A video call with the face and voice of a company’s own CEO authorizing a multi-million-dollar wire transfer. A phone call that sounds exactly like a relative in distress, using their real voice. These aren’t hypothetical scenarios anymore: in 2026 they’ve become real cases, and the volume of deepfake-based fraud attempts has grown enough to push banks, companies, and platforms to rethink their identity verification systems from the ground up.
Why deepfakes became a real problem
The same advances that make it possible to generate realistic video and voice for creative purposes (see generative AI video) also lower the barrier for malicious use. Cloning a voice now takes just seconds of reference audio, often publicly available from interviews or social content. The result is a leap in the quality of social-engineering scams: no longer just suspicious emails, but calls and video calls that look and sound authentic down to the last detail.

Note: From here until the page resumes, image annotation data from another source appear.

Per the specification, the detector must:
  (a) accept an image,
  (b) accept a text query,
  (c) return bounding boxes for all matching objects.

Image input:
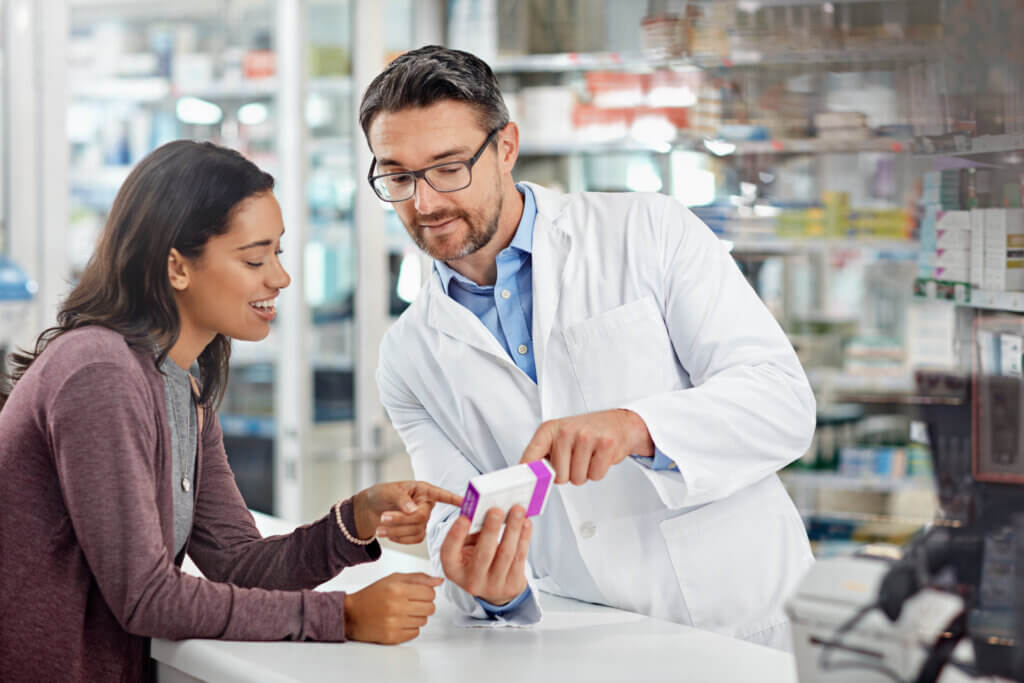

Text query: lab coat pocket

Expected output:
[660,492,794,638]
[562,296,683,411]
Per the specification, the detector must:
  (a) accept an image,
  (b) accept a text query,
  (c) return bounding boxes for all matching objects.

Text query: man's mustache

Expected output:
[416,211,466,227]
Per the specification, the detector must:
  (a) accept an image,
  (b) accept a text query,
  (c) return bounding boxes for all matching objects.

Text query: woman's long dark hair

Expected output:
[0,140,273,409]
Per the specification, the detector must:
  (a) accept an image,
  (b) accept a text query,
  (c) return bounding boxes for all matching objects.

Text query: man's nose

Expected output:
[413,178,442,214]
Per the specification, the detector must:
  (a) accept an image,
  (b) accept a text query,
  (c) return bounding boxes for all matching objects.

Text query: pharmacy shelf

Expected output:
[798,508,937,526]
[719,233,921,255]
[309,76,354,95]
[910,133,1024,157]
[71,76,353,102]
[914,281,1024,313]
[779,470,935,492]
[69,77,171,102]
[519,134,910,157]
[490,44,939,74]
[69,165,133,188]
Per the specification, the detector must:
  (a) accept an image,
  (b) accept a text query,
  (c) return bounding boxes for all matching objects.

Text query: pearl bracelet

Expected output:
[334,501,377,546]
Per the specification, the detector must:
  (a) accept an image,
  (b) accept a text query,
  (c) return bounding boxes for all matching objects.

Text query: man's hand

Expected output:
[345,573,444,645]
[352,481,462,544]
[441,505,534,605]
[519,409,654,486]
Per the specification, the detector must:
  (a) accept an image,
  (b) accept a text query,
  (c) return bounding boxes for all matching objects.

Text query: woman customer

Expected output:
[0,140,461,681]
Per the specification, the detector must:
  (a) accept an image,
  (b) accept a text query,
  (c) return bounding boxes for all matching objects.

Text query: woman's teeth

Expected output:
[249,299,278,310]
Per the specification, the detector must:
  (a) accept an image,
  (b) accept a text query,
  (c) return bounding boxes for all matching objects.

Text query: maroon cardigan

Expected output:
[0,327,380,681]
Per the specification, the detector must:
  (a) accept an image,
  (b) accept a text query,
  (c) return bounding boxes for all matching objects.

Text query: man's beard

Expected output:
[409,195,503,261]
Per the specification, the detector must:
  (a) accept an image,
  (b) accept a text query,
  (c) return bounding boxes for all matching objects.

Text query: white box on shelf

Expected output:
[933,265,971,283]
[935,211,971,234]
[999,334,1024,377]
[971,209,985,289]
[932,249,971,268]
[935,227,972,250]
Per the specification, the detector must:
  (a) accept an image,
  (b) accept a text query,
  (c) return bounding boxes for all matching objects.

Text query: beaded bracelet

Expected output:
[334,501,377,546]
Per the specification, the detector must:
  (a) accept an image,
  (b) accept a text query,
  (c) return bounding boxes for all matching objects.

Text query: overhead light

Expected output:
[705,139,736,157]
[239,102,269,126]
[626,162,662,193]
[174,97,224,126]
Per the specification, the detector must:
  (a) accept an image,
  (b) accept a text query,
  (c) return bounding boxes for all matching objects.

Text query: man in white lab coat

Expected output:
[359,47,815,649]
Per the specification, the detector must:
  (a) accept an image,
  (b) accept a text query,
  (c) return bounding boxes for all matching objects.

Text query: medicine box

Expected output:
[462,460,555,533]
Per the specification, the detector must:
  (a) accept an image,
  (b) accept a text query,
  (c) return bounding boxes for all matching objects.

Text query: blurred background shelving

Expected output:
[0,0,1024,554]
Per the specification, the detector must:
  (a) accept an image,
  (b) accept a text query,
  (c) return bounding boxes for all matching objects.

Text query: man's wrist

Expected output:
[618,408,654,456]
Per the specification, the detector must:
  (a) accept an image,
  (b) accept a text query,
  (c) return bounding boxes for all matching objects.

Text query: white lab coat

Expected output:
[377,184,815,647]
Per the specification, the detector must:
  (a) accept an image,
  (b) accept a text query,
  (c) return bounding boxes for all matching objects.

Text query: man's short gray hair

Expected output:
[359,45,509,139]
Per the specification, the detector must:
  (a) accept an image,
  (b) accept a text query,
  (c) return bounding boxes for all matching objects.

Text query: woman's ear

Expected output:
[167,248,191,292]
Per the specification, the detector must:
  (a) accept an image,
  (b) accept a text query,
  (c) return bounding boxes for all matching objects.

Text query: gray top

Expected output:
[160,356,199,557]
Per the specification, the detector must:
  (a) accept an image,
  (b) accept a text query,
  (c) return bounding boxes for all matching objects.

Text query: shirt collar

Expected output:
[434,183,537,296]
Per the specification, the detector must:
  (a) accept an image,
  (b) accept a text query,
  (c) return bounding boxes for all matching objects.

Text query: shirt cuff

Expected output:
[475,586,532,616]
[630,446,679,472]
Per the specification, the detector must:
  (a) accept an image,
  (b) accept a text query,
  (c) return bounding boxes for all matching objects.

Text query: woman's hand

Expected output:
[345,572,444,645]
[352,481,462,544]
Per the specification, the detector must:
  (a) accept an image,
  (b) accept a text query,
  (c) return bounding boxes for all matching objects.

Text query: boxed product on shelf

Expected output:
[563,103,633,142]
[975,209,1024,292]
[519,85,577,144]
[584,71,646,108]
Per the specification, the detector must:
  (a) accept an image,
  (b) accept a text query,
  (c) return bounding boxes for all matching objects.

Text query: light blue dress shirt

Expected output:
[434,185,677,615]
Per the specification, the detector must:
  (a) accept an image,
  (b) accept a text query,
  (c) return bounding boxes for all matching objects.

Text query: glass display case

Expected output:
[447,0,1024,554]
[66,0,419,521]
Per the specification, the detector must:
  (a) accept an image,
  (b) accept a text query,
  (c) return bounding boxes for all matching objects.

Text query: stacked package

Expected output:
[970,209,1024,292]
[931,211,971,284]
[921,170,961,211]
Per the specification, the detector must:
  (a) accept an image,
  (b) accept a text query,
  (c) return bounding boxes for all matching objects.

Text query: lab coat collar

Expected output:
[427,182,572,384]
[523,183,572,385]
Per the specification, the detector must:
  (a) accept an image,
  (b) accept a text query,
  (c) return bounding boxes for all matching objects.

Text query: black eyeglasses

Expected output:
[367,128,501,202]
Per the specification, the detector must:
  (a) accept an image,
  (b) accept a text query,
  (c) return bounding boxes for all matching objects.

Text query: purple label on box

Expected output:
[462,484,480,520]
[526,461,551,517]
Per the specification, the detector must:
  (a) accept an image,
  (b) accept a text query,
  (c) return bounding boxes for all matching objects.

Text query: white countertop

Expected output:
[152,515,797,683]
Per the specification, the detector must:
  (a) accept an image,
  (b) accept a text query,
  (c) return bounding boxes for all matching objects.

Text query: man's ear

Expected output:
[167,248,191,292]
[498,121,519,173]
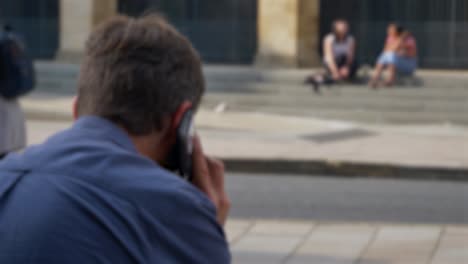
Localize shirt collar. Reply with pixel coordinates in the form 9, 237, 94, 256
73, 116, 137, 153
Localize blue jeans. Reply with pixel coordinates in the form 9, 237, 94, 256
377, 51, 418, 75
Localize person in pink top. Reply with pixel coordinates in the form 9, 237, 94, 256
369, 23, 418, 88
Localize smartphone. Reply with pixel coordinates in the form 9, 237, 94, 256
167, 109, 195, 182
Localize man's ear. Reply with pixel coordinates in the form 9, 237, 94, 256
170, 101, 193, 131
72, 96, 78, 121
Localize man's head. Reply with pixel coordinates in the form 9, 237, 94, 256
387, 23, 405, 37
333, 19, 349, 38
75, 15, 205, 163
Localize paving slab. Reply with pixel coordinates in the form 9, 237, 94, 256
222, 219, 468, 264
231, 234, 302, 263
225, 219, 254, 245
359, 226, 442, 264
431, 227, 468, 264
287, 224, 376, 264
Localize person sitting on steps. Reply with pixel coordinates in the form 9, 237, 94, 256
306, 19, 358, 92
369, 23, 417, 89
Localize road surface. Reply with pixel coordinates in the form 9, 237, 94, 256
28, 122, 468, 224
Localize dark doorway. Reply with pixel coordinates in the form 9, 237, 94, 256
320, 0, 468, 68
119, 0, 257, 64
0, 0, 59, 59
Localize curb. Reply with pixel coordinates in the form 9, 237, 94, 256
24, 107, 468, 182
221, 158, 468, 182
23, 107, 73, 122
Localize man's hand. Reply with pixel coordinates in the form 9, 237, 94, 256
340, 66, 349, 79
193, 136, 231, 226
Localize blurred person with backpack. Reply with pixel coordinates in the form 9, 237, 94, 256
0, 25, 35, 159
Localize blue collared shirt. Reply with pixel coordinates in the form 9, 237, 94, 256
0, 117, 230, 264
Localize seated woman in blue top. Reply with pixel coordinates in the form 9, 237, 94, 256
369, 23, 418, 89
306, 19, 358, 92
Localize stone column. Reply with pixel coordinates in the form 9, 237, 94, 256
57, 0, 117, 61
256, 0, 320, 67
297, 0, 322, 67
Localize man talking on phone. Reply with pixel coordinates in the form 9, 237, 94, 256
0, 15, 230, 264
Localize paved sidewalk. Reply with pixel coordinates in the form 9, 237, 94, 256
22, 94, 468, 180
226, 219, 468, 264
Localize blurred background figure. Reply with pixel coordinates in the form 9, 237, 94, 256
0, 24, 35, 159
369, 23, 417, 88
306, 19, 358, 92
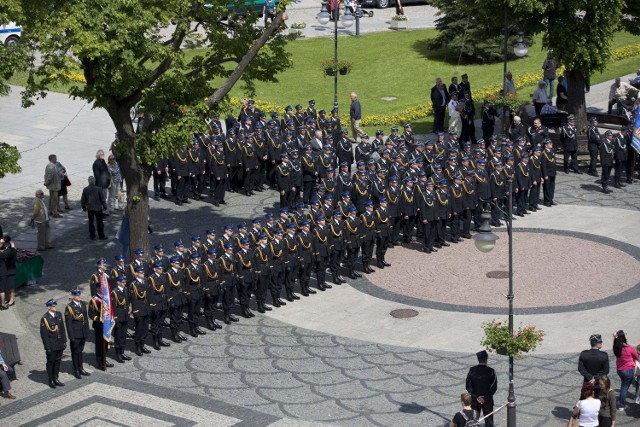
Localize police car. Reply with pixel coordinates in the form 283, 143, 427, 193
0, 22, 22, 47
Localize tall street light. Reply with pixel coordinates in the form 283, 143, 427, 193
316, 1, 354, 110
502, 1, 528, 134
473, 179, 516, 427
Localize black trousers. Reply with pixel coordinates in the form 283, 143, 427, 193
87, 211, 105, 239
69, 338, 86, 372
255, 274, 269, 303
600, 165, 611, 188
302, 181, 314, 205
47, 350, 63, 381
564, 150, 576, 172
187, 298, 200, 327
284, 262, 299, 292
422, 221, 437, 249
113, 322, 127, 353
402, 216, 416, 243
315, 255, 329, 286
589, 144, 598, 173
362, 238, 374, 264
150, 310, 167, 338
345, 246, 360, 273
390, 216, 402, 245
376, 236, 389, 262
529, 184, 540, 208
153, 171, 167, 197
169, 303, 183, 331
176, 176, 189, 202
542, 175, 556, 205
93, 322, 107, 369
133, 315, 149, 344
471, 399, 493, 427
236, 276, 253, 305
433, 107, 445, 133
613, 160, 626, 185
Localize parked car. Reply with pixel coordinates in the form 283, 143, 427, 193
0, 22, 22, 47
360, 0, 427, 9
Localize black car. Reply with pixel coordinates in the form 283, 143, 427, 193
360, 0, 427, 9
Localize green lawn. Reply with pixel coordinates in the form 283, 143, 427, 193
11, 30, 640, 132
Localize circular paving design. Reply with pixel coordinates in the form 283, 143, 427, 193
364, 230, 640, 313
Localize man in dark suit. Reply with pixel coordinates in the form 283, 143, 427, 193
578, 334, 609, 399
64, 289, 89, 379
80, 176, 107, 240
431, 77, 449, 133
467, 350, 498, 427
40, 299, 67, 388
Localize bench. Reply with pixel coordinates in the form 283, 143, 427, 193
0, 332, 22, 381
587, 113, 629, 130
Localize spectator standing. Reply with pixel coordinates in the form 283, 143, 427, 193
0, 351, 16, 399
542, 52, 558, 98
533, 80, 549, 116
107, 154, 122, 212
578, 334, 609, 400
31, 190, 53, 252
349, 92, 364, 140
431, 77, 449, 133
556, 76, 569, 111
573, 383, 601, 427
613, 329, 638, 411
56, 160, 71, 211
44, 154, 62, 218
598, 375, 616, 427
0, 234, 18, 310
80, 175, 107, 240
467, 350, 498, 427
93, 150, 111, 215
449, 393, 479, 427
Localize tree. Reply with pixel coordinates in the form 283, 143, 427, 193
432, 0, 640, 128
1, 0, 290, 258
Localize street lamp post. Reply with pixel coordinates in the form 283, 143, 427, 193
474, 179, 516, 427
316, 1, 354, 110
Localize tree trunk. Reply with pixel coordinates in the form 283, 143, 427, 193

How companies and institutions are responding
- Stronger multi-factor verification. Beyond passwords and codes, more and more systems now require a combination of biometrics, registered devices, and behavioral checks.
- Personal passphrases. Banks and companies are bringing back, in a modern form, the idea of a “secret word” to verify before authorizing sensitive operations over phone or video.
- Deepfake detection tools. Specialized software analyzes micro-artifacts in video and audio recordings to flag likely generated content, though the race against generative models remains tight.
- Staff training. Companies are investing in specific training for employees who handle financial operations, teaching them to recognize the warning signs of a possible deepfake-based scam.
The limits of current solutions
- Detection isn’t foolproof. Systems that identify generated content still have non-trivial error rates and are constantly outpaced by newer generations of models.
- Biometric verification has its own vulnerabilities. Even voiceprints and facial recognition can be targeted by increasingly sophisticated attacks.
- A gap between large companies and small ones. Smaller organizations often lack the resources to implement advanced verification systems, leaving them more exposed.
- User fatigue. Adding too many verification steps risks pushing people toward shortcuts, partly undermining the goal of stronger security.
Tip: for sensitive operations (wire transfers, credential changes, urgent money requests), always verify through a channel different from the one the request came on — a call to an already-known number is worth more than any video call, no matter how convincing.
A landscape set to keep evolving fast
Digital security has entered a phase where the question is no longer “does this content look real?” but “can I verify where it came from?” Companies that manage identity and payments are shifting their focus from a content’s perceived quality to its verifiable provenance — a shift in approach that will likely define security standards for years to come.